# Word of the Day... Potable



## Aunt Marg (Jun 8, 2021)

Potable: safe to drink; drinkable.
"_there is no supply of potable water available_"


----------



## RubyK (Jun 8, 2021)

There was a lack of potable water because of the drought.


----------



## Pappy (Jun 8, 2021)

And if you have a camper, you better learn the difference between potable grey and black water.


----------



## Aunt Marg (Jun 8, 2021)

Pappy said:


> And if you have a camper, you better learn the difference between potable grey and black water.


One thing is for certain, Paps, one would learn REAL quick! LOL!


----------



## Ruthanne (Jun 8, 2021)

I know my tap water is potable but it sure doesn't taste like it!


----------



## Pappy (Jun 8, 2021)

Ruthanne said:


> I know my tap water is potable but it sure doesn't taste like it!


I know. We run all our water through the fridge filter.
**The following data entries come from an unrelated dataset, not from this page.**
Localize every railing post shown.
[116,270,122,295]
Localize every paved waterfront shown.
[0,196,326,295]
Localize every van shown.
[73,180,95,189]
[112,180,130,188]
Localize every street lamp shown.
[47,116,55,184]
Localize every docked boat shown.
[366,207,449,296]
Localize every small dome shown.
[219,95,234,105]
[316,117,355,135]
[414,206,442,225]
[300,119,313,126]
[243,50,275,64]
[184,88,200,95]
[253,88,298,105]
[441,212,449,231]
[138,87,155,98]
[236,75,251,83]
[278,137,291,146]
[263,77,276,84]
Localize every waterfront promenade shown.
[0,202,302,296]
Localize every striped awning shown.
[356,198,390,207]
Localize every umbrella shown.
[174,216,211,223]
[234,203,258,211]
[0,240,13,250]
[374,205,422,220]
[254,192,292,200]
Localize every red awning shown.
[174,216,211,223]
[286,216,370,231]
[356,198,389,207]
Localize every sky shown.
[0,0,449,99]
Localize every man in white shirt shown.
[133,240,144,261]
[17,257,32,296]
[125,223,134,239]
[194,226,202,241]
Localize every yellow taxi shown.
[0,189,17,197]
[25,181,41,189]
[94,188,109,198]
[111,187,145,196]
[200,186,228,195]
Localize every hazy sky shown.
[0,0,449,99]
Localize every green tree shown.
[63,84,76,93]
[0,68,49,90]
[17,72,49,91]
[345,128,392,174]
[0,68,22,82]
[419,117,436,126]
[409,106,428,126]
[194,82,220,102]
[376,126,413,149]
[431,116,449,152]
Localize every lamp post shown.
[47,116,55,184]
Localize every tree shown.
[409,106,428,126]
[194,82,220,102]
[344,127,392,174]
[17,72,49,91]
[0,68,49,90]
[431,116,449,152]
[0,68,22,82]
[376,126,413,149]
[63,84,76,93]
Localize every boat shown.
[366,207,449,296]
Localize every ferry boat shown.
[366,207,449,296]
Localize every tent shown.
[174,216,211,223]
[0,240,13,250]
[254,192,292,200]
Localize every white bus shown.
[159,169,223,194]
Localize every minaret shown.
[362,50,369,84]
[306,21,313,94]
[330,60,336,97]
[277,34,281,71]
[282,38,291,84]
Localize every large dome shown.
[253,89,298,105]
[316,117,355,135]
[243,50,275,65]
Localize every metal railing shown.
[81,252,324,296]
Tap water is not so good.


----------



## Ruthanne (Jun 8, 2021)

Pappy said:


> I know. We run all our water through the fridge filter. Tap water is not so good.


That's a very good idea there!


----------



## ohioboy (Jun 8, 2021)

Jeopardy had a category called "Potent potables".


----------



## Aunt Marg (Jun 8, 2021)

ohioboy said:


> Jeopardy had a category called "Potent potables".


I totally remember the edition you're talking about, Ohio!


----------



## Ruthanne (Jun 8, 2021)

Pappy said:


> I know. We run all our water through the fridge filter. Tap water is not so good.


Does it taste better @Pappy ?  What brand is it?


----------



## Aunt Marg (Jun 8, 2021)

Ruthanne said:


> Does it taste better @Pappy ?  What brand is it?


We have a reverse osmosis system in our refrigerator, Ruthanne, and we use the charcoal loaded filters.

You can't go wrong with whatever brand you choose.

We replace ours twice to three times yearly, and/or depending on use.


----------



## ohioboy (Jun 8, 2021)

Aunt Marg said:


> reverse osmosis system...


Oh, you said a bad naughty word.


----------



## Aunt Marg (Jun 8, 2021)

ohioboy said:


> Oh, you said a bad naughty word.


I thought I _filtered_ it adequately?


----------



## ohioboy (Jun 8, 2021)

Touché!


----------



## Pappy (Jun 9, 2021)

Ruthanne said:


> Does it taste better @Pappy ?  What brand is it?


We have a Frigidaire with filtered water. Like aunt Marg said, we change the filter twice a year.


----------